Merz Calls for International Exchange Rate Negotiations, Says Yuan Undervalued by 30%
Alina Collins
German Chancellor Friedrich Merz said after the EU summit that the bloc is competing against a country whose currency is undervalued by up to 30%, calling for Plaza Accord-style multilateral exchange-rate negotiations — a clear reference to China's renminbi, with strong U.S. backing already secured.
What exactly did Merz say?
Speaking in Brussels after the EU summit, Merz said the EU faces a competitor whose currency is undervalued by up to 30%.
He did not name China directly, but the renminbi is widely understood to be the target.
This means → the leader of Europe's largest economy is elevating exchange rates from a technical debate to a political agenda item.
Why invoke the 1985 Plaza Accord?
The Plaza Accord — a 1985 deal in which finance ministers from the U.S., Japan, Germany, France, and the U.K. coordinated to push the dollar lower — remains the landmark case for multilateral currency intervention.
Merz was explicit: "That is also the direction I have in mind now."
In plain terms = he wants to replay the 40-year-old playbook — major economies sitting down and negotiating currencies back to "fair value."
Where does Washington stand?
Merz said his push at the G7 meeting earlier this week received strong U.S. support.
Bipartisan U.S. senators wrote to Treasury Secretary Scott Bessent this week, urging G7-level coordination to pressure China.
Their language — "deliberately depressing its currency for commercial advantage" — This means → both parties in Washington have aligned on the renminbi question, a rare point of consensus.
What else did Merz target?
He argued that when subsidies are systematically poured into overcapacity, and the whole picture is paired with a currency that is not freely convertible and effectively outside capital markets, "these competitive distortions are ones we cannot accept."
In plain terms = Merz's logic chain is: subsidies + overcapacity + currency controls = a triple layer of unfair competition — not just an exchange-rate complaint.
Why is the EU itself hesitant?
The EU depends on China for critical raw materials and intermediate goods, and does not want to trigger a trade war.
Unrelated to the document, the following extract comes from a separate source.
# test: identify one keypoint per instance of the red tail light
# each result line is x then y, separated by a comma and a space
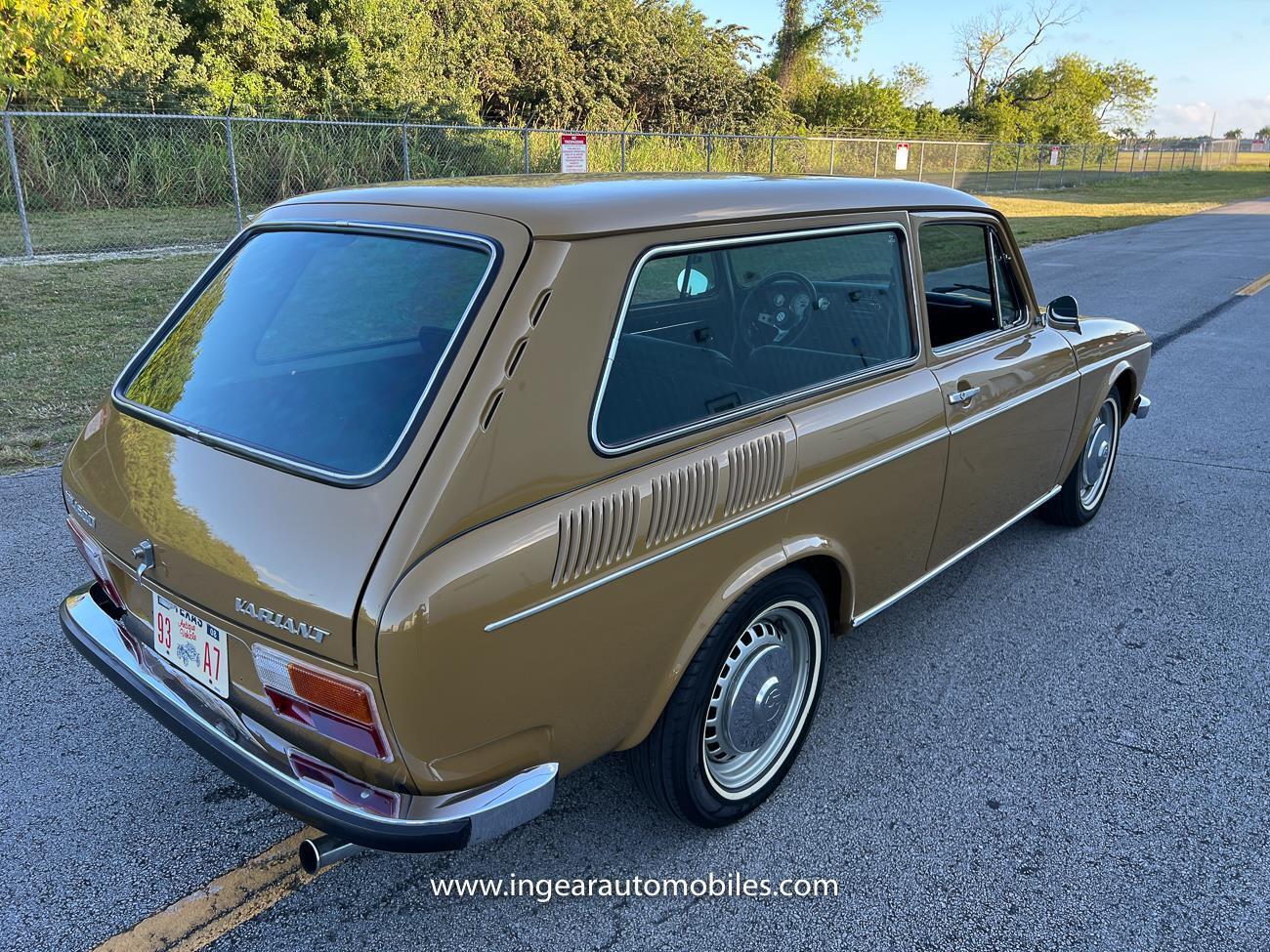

The summit's conclusion — tasking the European Commission with "continuing dialogue while strengthening trade-defence tools" — This reflects a Europe caught between wanting leverage and fearing blowback.
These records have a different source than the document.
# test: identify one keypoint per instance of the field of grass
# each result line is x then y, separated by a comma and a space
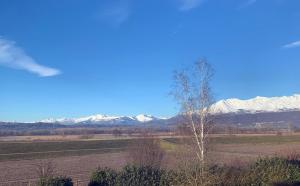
10, 150
35, 150
78, 158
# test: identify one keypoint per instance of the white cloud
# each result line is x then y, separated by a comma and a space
250, 2
292, 45
15, 57
186, 5
247, 3
116, 13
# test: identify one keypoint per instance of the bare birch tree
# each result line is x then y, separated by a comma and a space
193, 93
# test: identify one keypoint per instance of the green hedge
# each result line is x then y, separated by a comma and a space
56, 181
264, 172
This means → Brussels's current strategy is to negotiate while reinforcing defences, not to force a showdown.
Why is Beijing unlikely to budge easily?
Economists note that Beijing remains deeply wary of what followed the Plaza Accord: the yen's rapid appreciation fuelled asset bubbles and financial turmoil in Japan.
China's own 2015 one-off renminbi devaluation rattled global markets and shook confidence in Beijing's ability to manage its currency.
In plain terms = whether it is someone else's cautionary tale or its own, Beijing has ample reason to resist any abrupt currency adjustment.
Content is for reference only, not financial advice.